At the time, though, EPA didn’t regulate greenhouse gases under the Clean Air Act or any other law.  This soon changed. In 2007, EPA got the green light to regulate greenhouse gases, when the Supreme Court ruled in Massachusetts v. EPA that greenhouse gases are pollutants under the Clean Air Act.  The Court also said EPA could enact fuel economy standards without infringing on the DOT’s authority.

In 2009, EPA granted California its waiver.  This created the potential for two fuel economy markets, one for California (and other states that adopted the California standards), and the federal CAFE standards for the rest of the states.
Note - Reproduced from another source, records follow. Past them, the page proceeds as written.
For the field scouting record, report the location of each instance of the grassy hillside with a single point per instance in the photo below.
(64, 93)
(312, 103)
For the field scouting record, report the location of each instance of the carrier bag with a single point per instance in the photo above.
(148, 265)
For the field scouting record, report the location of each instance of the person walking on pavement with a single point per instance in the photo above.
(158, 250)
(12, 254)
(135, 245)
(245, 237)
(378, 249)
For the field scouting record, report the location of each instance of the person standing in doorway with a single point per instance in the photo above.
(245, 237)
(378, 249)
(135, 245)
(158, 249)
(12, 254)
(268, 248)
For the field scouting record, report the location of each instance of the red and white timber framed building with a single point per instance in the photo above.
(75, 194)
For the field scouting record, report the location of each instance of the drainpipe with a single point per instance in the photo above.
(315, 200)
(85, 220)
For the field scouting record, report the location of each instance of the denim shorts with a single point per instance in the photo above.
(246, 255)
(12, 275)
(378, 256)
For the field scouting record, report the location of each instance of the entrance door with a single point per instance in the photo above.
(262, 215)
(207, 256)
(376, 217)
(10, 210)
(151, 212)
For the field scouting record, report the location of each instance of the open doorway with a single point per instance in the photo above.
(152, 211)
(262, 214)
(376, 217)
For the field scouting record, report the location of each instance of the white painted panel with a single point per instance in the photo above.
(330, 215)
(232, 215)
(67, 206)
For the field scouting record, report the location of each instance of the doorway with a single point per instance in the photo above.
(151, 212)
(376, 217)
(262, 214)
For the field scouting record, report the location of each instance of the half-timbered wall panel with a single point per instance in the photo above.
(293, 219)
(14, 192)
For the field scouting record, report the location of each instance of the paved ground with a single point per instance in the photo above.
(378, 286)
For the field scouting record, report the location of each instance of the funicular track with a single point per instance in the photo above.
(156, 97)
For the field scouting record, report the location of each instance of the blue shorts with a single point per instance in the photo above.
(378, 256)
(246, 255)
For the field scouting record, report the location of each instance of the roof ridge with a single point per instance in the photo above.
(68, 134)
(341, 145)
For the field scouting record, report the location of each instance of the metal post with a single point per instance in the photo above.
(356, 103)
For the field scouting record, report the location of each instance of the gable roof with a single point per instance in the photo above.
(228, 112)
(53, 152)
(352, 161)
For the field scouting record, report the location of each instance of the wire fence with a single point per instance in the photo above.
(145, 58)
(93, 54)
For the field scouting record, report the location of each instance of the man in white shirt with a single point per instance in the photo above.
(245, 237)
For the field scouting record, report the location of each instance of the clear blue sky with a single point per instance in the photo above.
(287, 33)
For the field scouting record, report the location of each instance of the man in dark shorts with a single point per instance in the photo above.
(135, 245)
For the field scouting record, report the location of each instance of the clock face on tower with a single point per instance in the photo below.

Previous California waivers, such the one for rules limiting smog forming pollutants, also resulted in two different standards. But automakers could comply by equipping vehicles for the California market with special equipment like catalytic converters. CAFE standards, on the other hand, are averages over an automakers’ fleet.  Automakers claimed that two fuel economy standards would be disruptive and cost prohibitive.  Moreover, this was 2009.  The Great Recession was bankrupting the automakers.
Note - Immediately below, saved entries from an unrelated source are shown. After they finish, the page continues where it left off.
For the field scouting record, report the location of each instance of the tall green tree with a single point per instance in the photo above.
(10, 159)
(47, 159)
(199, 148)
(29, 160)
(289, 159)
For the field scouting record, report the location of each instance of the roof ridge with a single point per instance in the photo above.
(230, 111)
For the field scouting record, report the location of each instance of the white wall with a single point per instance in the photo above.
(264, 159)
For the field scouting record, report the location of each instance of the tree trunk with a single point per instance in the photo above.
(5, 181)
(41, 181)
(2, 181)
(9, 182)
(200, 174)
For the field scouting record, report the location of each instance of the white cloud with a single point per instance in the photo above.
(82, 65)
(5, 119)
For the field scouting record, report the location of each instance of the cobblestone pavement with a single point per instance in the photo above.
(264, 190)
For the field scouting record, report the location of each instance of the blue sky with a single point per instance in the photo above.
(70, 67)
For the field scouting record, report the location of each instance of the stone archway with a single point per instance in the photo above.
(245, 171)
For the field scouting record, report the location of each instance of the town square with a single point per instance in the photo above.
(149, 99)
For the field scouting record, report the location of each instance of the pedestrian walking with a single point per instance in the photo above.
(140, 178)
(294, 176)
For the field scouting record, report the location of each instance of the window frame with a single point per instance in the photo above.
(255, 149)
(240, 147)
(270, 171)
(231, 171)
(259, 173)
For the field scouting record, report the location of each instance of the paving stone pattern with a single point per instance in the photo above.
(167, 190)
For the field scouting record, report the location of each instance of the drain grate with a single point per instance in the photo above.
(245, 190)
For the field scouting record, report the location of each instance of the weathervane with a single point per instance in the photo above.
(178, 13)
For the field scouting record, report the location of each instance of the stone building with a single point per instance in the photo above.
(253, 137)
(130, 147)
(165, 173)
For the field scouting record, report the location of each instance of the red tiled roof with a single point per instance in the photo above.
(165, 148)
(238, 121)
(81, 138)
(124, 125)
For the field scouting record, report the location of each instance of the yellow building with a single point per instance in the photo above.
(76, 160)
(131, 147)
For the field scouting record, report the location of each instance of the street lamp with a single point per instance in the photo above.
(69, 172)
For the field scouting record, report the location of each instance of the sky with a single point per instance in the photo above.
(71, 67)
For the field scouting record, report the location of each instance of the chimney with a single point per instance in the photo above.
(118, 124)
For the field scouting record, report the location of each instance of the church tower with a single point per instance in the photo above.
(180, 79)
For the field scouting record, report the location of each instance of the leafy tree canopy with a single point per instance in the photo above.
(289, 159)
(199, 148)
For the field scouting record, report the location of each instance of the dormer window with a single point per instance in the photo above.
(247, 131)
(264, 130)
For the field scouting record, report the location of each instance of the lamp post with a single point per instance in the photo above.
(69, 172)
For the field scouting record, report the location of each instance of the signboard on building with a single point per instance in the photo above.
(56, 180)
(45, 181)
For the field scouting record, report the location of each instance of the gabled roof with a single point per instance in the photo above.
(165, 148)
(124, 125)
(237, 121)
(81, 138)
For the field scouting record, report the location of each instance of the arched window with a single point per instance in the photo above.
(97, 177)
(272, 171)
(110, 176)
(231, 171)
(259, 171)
The Obama Administration soon began closed door negotiations with the automakers and ARB. This led to an agreement, the terms of which were confidential, to enact a “national program” to regulate both greenhouse gas and criteria pollutants using fuel economy as the measure. California agreed to amend its regulations to say that automakers who met the federal rules also met California rules. The automakers withdrew their lawsuit.  In addition, federal bailout money for certain automakers may have been tied to the agreement.
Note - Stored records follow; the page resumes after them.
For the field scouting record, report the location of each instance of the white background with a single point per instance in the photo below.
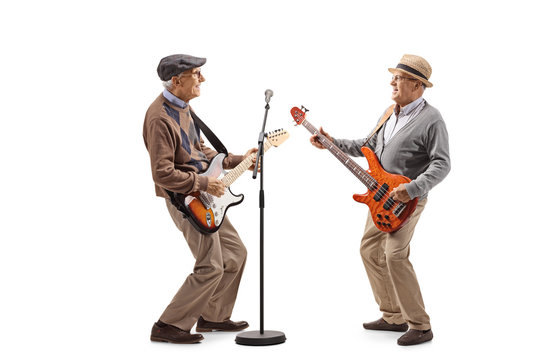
(89, 256)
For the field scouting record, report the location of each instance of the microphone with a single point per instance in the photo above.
(268, 93)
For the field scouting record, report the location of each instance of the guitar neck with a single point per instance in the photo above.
(349, 163)
(235, 173)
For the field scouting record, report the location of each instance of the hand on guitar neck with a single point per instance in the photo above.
(314, 139)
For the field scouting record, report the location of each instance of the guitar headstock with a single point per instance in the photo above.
(277, 137)
(299, 115)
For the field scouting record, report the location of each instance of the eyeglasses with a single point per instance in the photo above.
(398, 78)
(197, 74)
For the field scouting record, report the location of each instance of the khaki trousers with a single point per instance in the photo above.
(391, 274)
(210, 291)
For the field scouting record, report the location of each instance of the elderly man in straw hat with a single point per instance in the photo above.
(177, 157)
(411, 140)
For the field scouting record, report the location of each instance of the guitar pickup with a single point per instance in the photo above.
(399, 209)
(381, 192)
(388, 204)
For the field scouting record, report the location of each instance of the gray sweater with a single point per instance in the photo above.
(419, 151)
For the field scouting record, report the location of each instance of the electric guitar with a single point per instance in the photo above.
(206, 212)
(388, 214)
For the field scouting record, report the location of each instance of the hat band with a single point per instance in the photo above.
(411, 70)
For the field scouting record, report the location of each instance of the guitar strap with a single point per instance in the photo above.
(383, 120)
(216, 143)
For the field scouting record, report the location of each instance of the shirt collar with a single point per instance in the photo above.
(407, 109)
(174, 100)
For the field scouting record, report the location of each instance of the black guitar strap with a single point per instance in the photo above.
(216, 143)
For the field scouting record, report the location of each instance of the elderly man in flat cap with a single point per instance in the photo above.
(413, 142)
(178, 156)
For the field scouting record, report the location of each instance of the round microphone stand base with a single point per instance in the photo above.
(255, 338)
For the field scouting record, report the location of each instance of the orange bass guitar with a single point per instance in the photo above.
(388, 214)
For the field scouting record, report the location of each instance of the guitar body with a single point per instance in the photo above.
(388, 215)
(204, 211)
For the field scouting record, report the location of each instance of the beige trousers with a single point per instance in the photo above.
(391, 274)
(210, 291)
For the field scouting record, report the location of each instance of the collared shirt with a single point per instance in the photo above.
(174, 100)
(406, 114)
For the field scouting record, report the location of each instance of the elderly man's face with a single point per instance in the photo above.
(188, 84)
(405, 89)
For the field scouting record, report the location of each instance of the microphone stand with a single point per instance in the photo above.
(261, 337)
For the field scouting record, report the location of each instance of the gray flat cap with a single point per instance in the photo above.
(173, 65)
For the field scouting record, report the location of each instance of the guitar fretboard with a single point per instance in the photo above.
(349, 163)
(235, 173)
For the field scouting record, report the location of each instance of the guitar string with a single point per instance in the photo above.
(368, 178)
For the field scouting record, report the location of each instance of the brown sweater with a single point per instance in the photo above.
(177, 154)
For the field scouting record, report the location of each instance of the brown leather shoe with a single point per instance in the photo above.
(206, 326)
(169, 333)
(381, 324)
(415, 337)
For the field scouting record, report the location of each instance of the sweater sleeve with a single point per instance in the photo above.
(439, 161)
(228, 163)
(353, 147)
(161, 147)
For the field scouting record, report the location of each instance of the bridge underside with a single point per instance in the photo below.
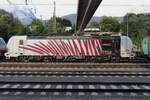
(86, 9)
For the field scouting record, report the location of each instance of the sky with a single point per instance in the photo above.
(44, 8)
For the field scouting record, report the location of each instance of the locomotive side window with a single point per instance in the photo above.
(21, 42)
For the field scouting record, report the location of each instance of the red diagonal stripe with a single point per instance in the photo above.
(71, 48)
(42, 48)
(54, 47)
(51, 47)
(31, 49)
(36, 48)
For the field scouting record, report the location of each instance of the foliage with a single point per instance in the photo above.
(8, 25)
(36, 27)
(61, 24)
(109, 24)
(93, 24)
(138, 27)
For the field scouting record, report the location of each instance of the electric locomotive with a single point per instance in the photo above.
(68, 48)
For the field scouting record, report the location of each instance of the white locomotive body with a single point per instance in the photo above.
(69, 46)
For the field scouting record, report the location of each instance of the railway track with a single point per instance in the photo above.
(76, 87)
(75, 68)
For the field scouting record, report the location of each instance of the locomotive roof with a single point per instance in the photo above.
(69, 37)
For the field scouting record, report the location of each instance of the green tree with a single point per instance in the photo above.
(9, 25)
(138, 27)
(93, 24)
(36, 27)
(109, 24)
(61, 24)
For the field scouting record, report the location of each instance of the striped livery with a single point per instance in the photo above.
(62, 47)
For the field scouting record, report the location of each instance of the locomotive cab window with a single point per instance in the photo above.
(21, 42)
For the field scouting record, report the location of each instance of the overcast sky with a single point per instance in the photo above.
(64, 7)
EPA and DOT issued the national program rules in 2010.  A second set of negotiations was required in 2011 over national rules for MY 2017-2025, after ARB announced its intentions to strengthen its emissions standards.  This time, the parties agreed to a mid-term evaluation of the MY 2022-2025 standards, in part because DOT may not issue rules more than five years in advance.  The new rules, finalized in 2012, require automakers to reach a CAFE rating of 54.5 miles per gallon by MY 2025.

This brings us up to date and back to EPA’s reconsideration of the MY 2022-2025 rules. Reconsideration doesn’t revoke the rules – it simply reopens the review.  But the thing is, if the national MY 2022-2025 rules are changed, then we are back to two fuel economy markets again, something the automakers say they don’t want.

So, the best case scenario for automakers would be if EPA revokes California’s waiver to regulate greenhouse gases under the Clean Air Act.  But this would be an uphill climb.  UC Davis Law Professor Richard Frank testified in a recent state senate hearing that “the burden is on those challenging California’s waiver request to prove that California hasn’t satisfied the statutory criteria; that the proper scope of USEPA’s waiver hearing is limited; and that USEPA is required to give substantial deference to California’s policy judgments…”

So, California looks to be in a pretty strong position on either a litigated or negotiated outcome.

This may explain ARB Chair Mary Nichols’ chiding of the automakers at the March 24 hearing. “What were you thinking when you threw yourself on the mercy of the Trump administration to solve your problems?” Nichols asked.